At the airport it doesn’t make a difference, before it does. I had Expedia try and route me back from the US to UK via France including changing airport in 2 hours, at my own cost. This was after an hour. Then they suggested flying out of somewhere 6 hours drive away. The airline I was flying with refused to deal with me.

As to short connections AA has auto rebooked me into a 20 min domestic ORD connection, so many airlines have flaws here :)

B407 Sep 18, 2019 7:29 pm

As others have mentioned I have seen this type of booking recommended by Google Flights. I've booked on the AC US website and paid in USD with no issues. The only thing you need to factor in is the forex fee your credit card may charge and weigh if the savings are enough.

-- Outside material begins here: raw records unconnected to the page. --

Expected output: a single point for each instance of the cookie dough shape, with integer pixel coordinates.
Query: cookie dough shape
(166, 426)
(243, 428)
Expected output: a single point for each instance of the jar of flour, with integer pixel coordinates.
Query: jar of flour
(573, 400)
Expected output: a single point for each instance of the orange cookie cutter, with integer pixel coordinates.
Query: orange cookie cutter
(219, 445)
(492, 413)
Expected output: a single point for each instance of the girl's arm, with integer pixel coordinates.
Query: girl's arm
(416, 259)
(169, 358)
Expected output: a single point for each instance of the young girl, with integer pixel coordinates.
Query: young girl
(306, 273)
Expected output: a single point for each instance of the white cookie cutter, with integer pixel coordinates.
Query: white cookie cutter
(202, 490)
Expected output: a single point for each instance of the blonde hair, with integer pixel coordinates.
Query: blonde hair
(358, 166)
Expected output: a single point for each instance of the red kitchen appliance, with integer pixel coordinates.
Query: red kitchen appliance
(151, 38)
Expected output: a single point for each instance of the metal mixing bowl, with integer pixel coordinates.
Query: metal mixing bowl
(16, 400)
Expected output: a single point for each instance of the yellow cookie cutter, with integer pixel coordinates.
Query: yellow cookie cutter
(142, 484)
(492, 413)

Transpacificflyer Sep 21, 2019 3:49 pm

As an aside, there seems to be an issue with TPACs for the past month or so for flights in November/ December. There are now only two major ticketing entities, Expedia(e.g. travelocity, orbitz.) Group and Booking Holdings (momondo, Kayak) and the sites who rely on either one of these two. All of the sites and AC offer the same routing. Unfortunately AC only offers the option of Y from many connecting points, so it requires calling in to try and get the business class which is offered by the two booking engine families.
I recently booked a relatively straightforward TPAC using two different connection points. Because one flight was SIN-TYO with a flight not showing at AC.com, I had to call in anyway. Despite trying 3X over 2 weeks and going through the fare desk, AC was unable to provide the same fare as Google Flights/ITA Matrix. I tried through Book with matrix and with Power tools with Expedia and PriceLine. Price Line doesn't charge a fee like Expedia so I booked with Priceline. The fare was $4800. AC wanted almost $5900 (Both CAD). AC agent was very nice and helpful, but AC access to fares was screwed up.
My ticket is issued by AC on 014 stock, and I have already reserved my AC seats at AC.com and will hit the other carriers shortly. Had I not been able to do this this week, I would have just gone with EVA, and paid $1000 more and accepted the 125% altitude miles vs 150% if on AC metal.

One of the issues for me is that I will no longer transfer through PVG or PEK. The 4hour+ layover, combined with the Chinese airport experience and unpleasant experiences on Air China etc., have convinced me that no matter how cheap, the saving isn't worth it. (Nor are the ridiculously low Air China fares at $3,000 for the same destination worth it either.)